第一章 落ちこぼれの少年
時は遡り、二〇一一年。
「ふぅ……この辺で大丈夫か」
数多翔は町の裏通りの一角で少しだけ痛む腕を庇う様にして立っていた。
彼の下で倒れているのは敗者。つまり彼と喧嘩して負けた者達だ。
その数五人。
高校生の喧嘩は大抵一対一が基本で、それ以上は逃げるか不意打ちを使ってどうにか倒すかというのがセオリーだ。
しかし彼は違う。
逃げる事もなく、不意打ちをする事もなく、ただ真正面から突っ込んだ結果がこうだったのだ。
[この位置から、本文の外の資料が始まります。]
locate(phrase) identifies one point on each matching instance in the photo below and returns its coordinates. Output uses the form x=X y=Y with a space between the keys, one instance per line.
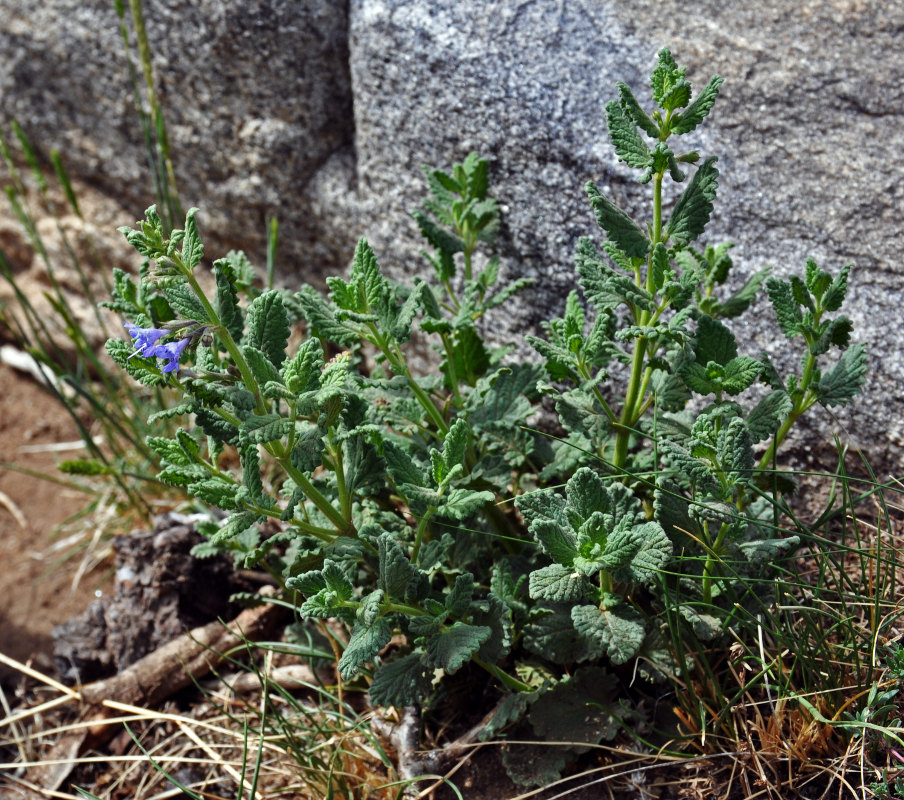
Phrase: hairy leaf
x=629 y=145
x=768 y=415
x=559 y=584
x=365 y=642
x=695 y=113
x=787 y=311
x=693 y=209
x=454 y=646
x=619 y=227
x=843 y=382
x=402 y=682
x=616 y=630
x=268 y=327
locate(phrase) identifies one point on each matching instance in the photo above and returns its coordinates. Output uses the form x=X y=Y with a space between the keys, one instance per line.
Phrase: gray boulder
x=322 y=114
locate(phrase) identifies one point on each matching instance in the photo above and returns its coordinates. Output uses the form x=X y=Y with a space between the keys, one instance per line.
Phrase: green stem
x=423 y=528
x=627 y=420
x=345 y=500
x=805 y=403
x=711 y=557
x=507 y=680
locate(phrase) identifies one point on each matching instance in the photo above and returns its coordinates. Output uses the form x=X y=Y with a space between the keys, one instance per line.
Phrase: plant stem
x=711 y=558
x=506 y=679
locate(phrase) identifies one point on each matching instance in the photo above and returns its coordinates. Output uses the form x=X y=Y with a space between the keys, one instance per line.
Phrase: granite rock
x=322 y=114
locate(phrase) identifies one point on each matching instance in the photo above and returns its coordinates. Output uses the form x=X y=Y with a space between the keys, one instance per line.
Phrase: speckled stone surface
x=322 y=113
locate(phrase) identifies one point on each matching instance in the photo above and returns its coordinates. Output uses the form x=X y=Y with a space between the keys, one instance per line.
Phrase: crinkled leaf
x=454 y=646
x=693 y=209
x=264 y=370
x=768 y=415
x=267 y=428
x=586 y=494
x=787 y=311
x=834 y=296
x=581 y=708
x=559 y=584
x=604 y=286
x=396 y=571
x=227 y=298
x=301 y=373
x=619 y=227
x=695 y=113
x=629 y=145
x=192 y=248
x=714 y=342
x=617 y=630
x=402 y=682
x=268 y=327
x=236 y=524
x=185 y=303
x=365 y=643
x=740 y=374
x=550 y=633
x=843 y=382
x=461 y=503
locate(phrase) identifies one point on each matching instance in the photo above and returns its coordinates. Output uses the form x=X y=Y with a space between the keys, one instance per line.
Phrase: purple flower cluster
x=146 y=346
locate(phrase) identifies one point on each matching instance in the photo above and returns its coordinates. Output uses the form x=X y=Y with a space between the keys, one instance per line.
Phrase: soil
x=38 y=586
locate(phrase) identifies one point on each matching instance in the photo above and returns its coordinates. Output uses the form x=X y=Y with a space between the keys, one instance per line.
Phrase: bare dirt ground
x=36 y=578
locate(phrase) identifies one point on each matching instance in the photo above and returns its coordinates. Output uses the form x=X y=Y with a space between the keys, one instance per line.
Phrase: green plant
x=389 y=489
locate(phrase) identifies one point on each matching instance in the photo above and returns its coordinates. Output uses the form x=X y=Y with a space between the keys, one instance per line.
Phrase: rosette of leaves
x=601 y=543
x=446 y=627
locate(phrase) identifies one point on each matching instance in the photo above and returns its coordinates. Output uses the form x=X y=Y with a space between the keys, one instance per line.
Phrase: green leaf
x=402 y=682
x=581 y=708
x=635 y=112
x=453 y=647
x=736 y=451
x=455 y=444
x=459 y=598
x=741 y=300
x=461 y=503
x=559 y=584
x=550 y=633
x=235 y=525
x=741 y=373
x=616 y=630
x=264 y=370
x=787 y=311
x=185 y=303
x=697 y=111
x=843 y=382
x=268 y=327
x=604 y=286
x=693 y=209
x=619 y=227
x=307 y=454
x=192 y=248
x=401 y=468
x=654 y=552
x=834 y=296
x=396 y=571
x=365 y=643
x=660 y=265
x=266 y=428
x=768 y=415
x=301 y=373
x=714 y=342
x=586 y=495
x=629 y=145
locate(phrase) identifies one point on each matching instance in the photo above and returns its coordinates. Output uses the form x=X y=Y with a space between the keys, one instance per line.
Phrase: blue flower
x=170 y=351
x=145 y=339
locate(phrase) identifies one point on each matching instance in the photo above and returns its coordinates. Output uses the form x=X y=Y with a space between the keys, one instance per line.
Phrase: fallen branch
x=146 y=683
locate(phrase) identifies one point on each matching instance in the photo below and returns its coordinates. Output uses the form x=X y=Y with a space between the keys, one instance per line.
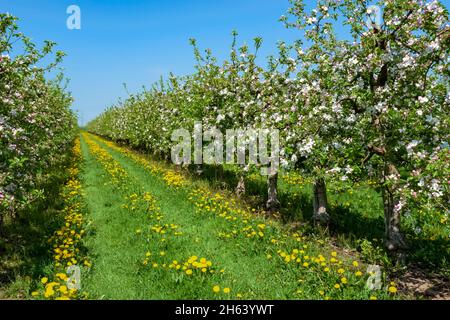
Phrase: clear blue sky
x=135 y=42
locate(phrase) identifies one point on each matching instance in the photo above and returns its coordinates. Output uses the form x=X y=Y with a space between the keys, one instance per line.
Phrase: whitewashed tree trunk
x=273 y=205
x=320 y=202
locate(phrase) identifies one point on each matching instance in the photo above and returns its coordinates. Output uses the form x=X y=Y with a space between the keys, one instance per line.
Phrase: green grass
x=117 y=251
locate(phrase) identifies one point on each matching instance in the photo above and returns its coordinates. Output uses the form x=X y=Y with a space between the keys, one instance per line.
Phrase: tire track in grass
x=115 y=275
x=247 y=271
x=259 y=259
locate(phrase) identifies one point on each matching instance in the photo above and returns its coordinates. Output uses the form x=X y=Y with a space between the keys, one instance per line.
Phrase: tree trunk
x=240 y=189
x=394 y=239
x=320 y=202
x=273 y=205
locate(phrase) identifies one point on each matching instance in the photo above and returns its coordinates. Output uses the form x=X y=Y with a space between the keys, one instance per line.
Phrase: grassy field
x=155 y=234
x=151 y=231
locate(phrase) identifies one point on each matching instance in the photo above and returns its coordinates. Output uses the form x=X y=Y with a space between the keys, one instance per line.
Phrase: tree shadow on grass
x=24 y=250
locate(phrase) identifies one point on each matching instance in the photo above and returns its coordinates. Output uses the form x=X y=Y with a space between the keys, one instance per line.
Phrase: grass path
x=132 y=261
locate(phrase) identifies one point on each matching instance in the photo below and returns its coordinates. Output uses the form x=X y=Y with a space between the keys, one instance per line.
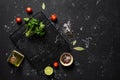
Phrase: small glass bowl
x=15 y=58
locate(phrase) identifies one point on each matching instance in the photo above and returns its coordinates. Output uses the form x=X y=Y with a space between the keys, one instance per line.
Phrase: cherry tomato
x=18 y=20
x=55 y=64
x=53 y=17
x=29 y=10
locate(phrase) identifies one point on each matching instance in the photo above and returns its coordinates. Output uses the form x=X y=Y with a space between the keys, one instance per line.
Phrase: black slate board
x=39 y=50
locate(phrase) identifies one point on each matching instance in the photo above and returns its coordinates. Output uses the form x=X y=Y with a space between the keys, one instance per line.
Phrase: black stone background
x=100 y=36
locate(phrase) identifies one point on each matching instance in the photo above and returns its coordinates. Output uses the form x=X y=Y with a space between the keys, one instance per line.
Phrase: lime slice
x=48 y=70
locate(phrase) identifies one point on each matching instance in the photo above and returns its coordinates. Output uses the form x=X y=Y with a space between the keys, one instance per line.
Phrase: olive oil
x=15 y=58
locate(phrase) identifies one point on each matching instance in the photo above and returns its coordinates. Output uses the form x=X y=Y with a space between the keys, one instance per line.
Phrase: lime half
x=48 y=70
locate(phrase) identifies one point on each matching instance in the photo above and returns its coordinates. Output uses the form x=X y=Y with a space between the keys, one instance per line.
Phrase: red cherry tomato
x=29 y=10
x=18 y=20
x=53 y=17
x=55 y=64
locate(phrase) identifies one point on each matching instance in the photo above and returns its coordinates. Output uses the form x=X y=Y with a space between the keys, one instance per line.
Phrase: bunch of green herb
x=34 y=27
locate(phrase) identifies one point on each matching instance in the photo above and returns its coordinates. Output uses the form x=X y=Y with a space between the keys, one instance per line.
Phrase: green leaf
x=43 y=6
x=74 y=42
x=78 y=48
x=26 y=19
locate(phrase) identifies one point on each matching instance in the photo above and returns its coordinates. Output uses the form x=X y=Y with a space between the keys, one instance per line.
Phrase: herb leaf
x=74 y=42
x=26 y=19
x=78 y=48
x=43 y=6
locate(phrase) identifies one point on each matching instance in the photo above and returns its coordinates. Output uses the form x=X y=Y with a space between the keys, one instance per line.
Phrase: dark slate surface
x=96 y=27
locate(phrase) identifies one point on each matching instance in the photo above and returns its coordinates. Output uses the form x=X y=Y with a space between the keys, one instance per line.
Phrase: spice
x=48 y=70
数多には特別力があるわけでもなく、かと言って運動神経が優れているわけでもない。
どちらにしても並大抵の高校生の能力しか持っていない。
ただし、動体視力に関しては普通の人間の数倍を超えており、モデルガンから発射された弾がハッキリと見えてしまうほどに優れていた。
生まれ持ってした特殊な能力。
それを武器に戦った結果がこれだったのだ。
「それにしても今日はやけに冷え込んでんな……ラーメン……カップ麺でも買って食うか」
数多はとっさに財布を確認したが、残金は僅かに二〇円。
これではカップラーメンなど買えるはずもない。
「あと一五〇円くらい落ちてねぇかな」
数多は敗北者に目もくれない。
一五〇円くらいなら目の前で倒れている者達の財布から抜き取るのは容易い事だ。
だが、彼は売られた喧嘩を買っただけ。それ以上の事は決してしない。
「おっ!一〇〇円あるじゃん!」
数メートル先、何か光る物が見えるが、この位置からではそれが一〇〇円であるかなど明確に見分けがつかない。
しかし彼にはハッキリと一〇〇円であると見えている。これは彼の視力が優れている事を示している。
数多は倒れている敗者達を避けながら、落ちている一〇〇円を拾い上げる。
「これでギリギリ小さいのくらいなら買えるな」
しかし彼は自らの腹の減り具合を確かめる。
絶対に足りない、そんな自信がある。
「かと言って、お金なんてそうそう転がってたりなんかしないよな」
溜息混じりに彼は呟き、それでも左右を見回しながら裏通りを跡にする。
表通りに出て来た数多は、コンビニに向かう途中、やはり地面を見回しながら歩いていた。
「おお~、数多殿ではありませぬか」
不意に声は聞こえたので、数多はとっさに声のした方向を見てみると、
「お、西織か」
西織慎司。黒い学生服を着て、茶色い髪をした彼は一見不良に見えるが、実はそうではない。
「ところで数多殿、一つ相談なのでござるが……」
「何だ?」
「数多殿はロリ派でござるか?それともお姉さま派でござるか?」
所謂オタクである西織はかなり真剣な表情で尋ねてくる。
「そうだな……俺だったらお姉さま派だな」
「なるほど、数多殿はやはりそうでござるか。いや、大した事ではございませぬ。ただ少し気になってみたので聞いてみただけでござる」
西織は軽い調子で笑ったが、背後に何かを隠したのを数多は見た。
だが、彼はそこに敢えて触れようとせず、
「そうだ西織、あと五〇円ほど貸してくれないか?」
「五〇円でござるか?良いでござるよ」
西織は何の抵抗もなく、数多に五〇円を渡す。
「サンキューな西織!」
「いえいえ、数多殿からの御恩に比べるとこんなのちっぽけな事でござる」
過去に西織はその容姿から不良に喧嘩を売られた事がある。だが、不良でない西織は喧嘩が弱く、袋叩きにされていたところを数多が助け出したのだ。
「あんなの大した事でもねぇよ」
「いやいや、あれは英雄でござった。もし自分が女の子だったら一目惚れ間違いなしでござる」
「ありがとよ。じゃあまたな西織、ギャルゲーのし過ぎには気をつけろよ。熱中したらなかなか寝れねぇからな」
そう言って、数多は西織に手を振って走って行く。
「……流石は数多殿。ばれておりましたか」
西織は背後に隠した物を見ながら、呟く。